34. The method of claim 31 , wherein the chemical blocking agent further comprises: an effective amount of stabilizer.

35. The method of claim 31 , wherein, the chemical blocking agent further comprises: an effective amount of Boric acid.

36. The method of claim 31 , wherein the chemical blocking agent further comprises: an effective amount of Sucrose.

37. The method of claim 31 , wherein the effective amount of Sucrose is about 0.015%.

38. A method of using the membrane of claim 14 to detect an analyte of interest comprising: contacting the membrane with a fluid believed to contain the analyte of interest; and

detecting the analyte of interest if present in the fluid.

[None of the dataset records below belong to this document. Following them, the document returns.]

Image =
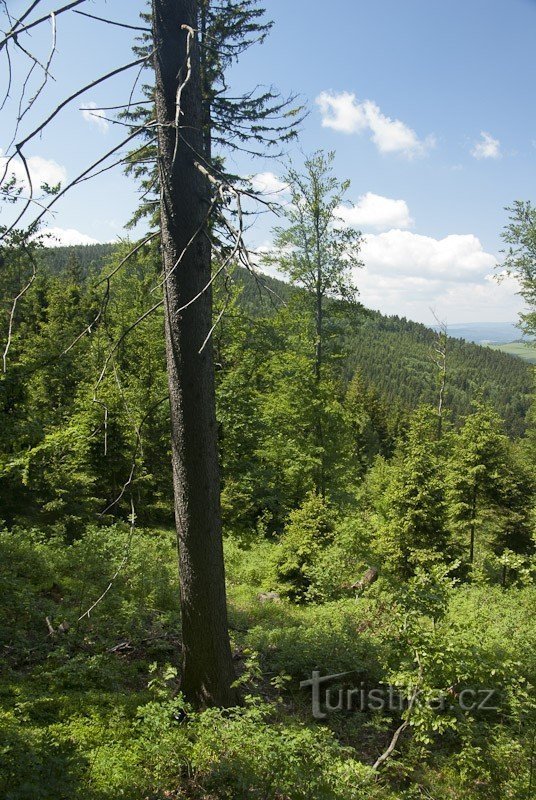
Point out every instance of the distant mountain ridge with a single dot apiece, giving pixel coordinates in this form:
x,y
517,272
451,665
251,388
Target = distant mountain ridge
x,y
485,332
393,354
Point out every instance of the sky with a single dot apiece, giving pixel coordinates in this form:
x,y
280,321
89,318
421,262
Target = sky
x,y
428,106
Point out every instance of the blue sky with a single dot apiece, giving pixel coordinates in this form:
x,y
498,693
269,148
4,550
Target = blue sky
x,y
428,105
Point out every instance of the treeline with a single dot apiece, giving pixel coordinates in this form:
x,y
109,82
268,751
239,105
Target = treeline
x,y
86,415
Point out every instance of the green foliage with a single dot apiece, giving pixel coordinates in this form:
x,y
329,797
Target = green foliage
x,y
520,258
308,532
416,533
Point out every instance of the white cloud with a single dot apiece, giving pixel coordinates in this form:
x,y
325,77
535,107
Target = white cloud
x,y
268,183
60,237
42,170
374,211
486,147
343,112
458,257
91,113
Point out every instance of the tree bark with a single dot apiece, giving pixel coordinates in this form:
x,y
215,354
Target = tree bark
x,y
473,525
207,672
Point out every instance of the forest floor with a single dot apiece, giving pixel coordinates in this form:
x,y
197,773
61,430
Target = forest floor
x,y
90,706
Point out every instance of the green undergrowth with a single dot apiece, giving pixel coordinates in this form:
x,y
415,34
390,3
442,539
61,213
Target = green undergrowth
x,y
91,710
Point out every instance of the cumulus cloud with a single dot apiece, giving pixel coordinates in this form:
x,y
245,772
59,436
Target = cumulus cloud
x,y
458,257
60,237
377,212
486,147
407,274
343,112
95,115
268,183
42,170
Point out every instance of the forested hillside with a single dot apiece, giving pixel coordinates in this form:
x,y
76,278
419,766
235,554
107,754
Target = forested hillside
x,y
392,354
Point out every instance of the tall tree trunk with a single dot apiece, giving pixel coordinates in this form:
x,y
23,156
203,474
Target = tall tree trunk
x,y
473,525
207,663
319,355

39. A method of using the membrane of claim 14 to detect a analyte of interest comprising: contacting the membrane with a fluid comprising the analyte of interest; and

detecting the analyte of interest on the membrane.

40. An immunodiagnostic assay kit comprising the membrane of claim 14 and a means for detecting an analyte of interest.

41. An immunodiagnostic assay kit comprising the membrane of claim 14 and a means for quantifying an analyte of interest by correlating the strength of the signal to a known reference concentration continuum which is correlated to a continuum of signal strengths.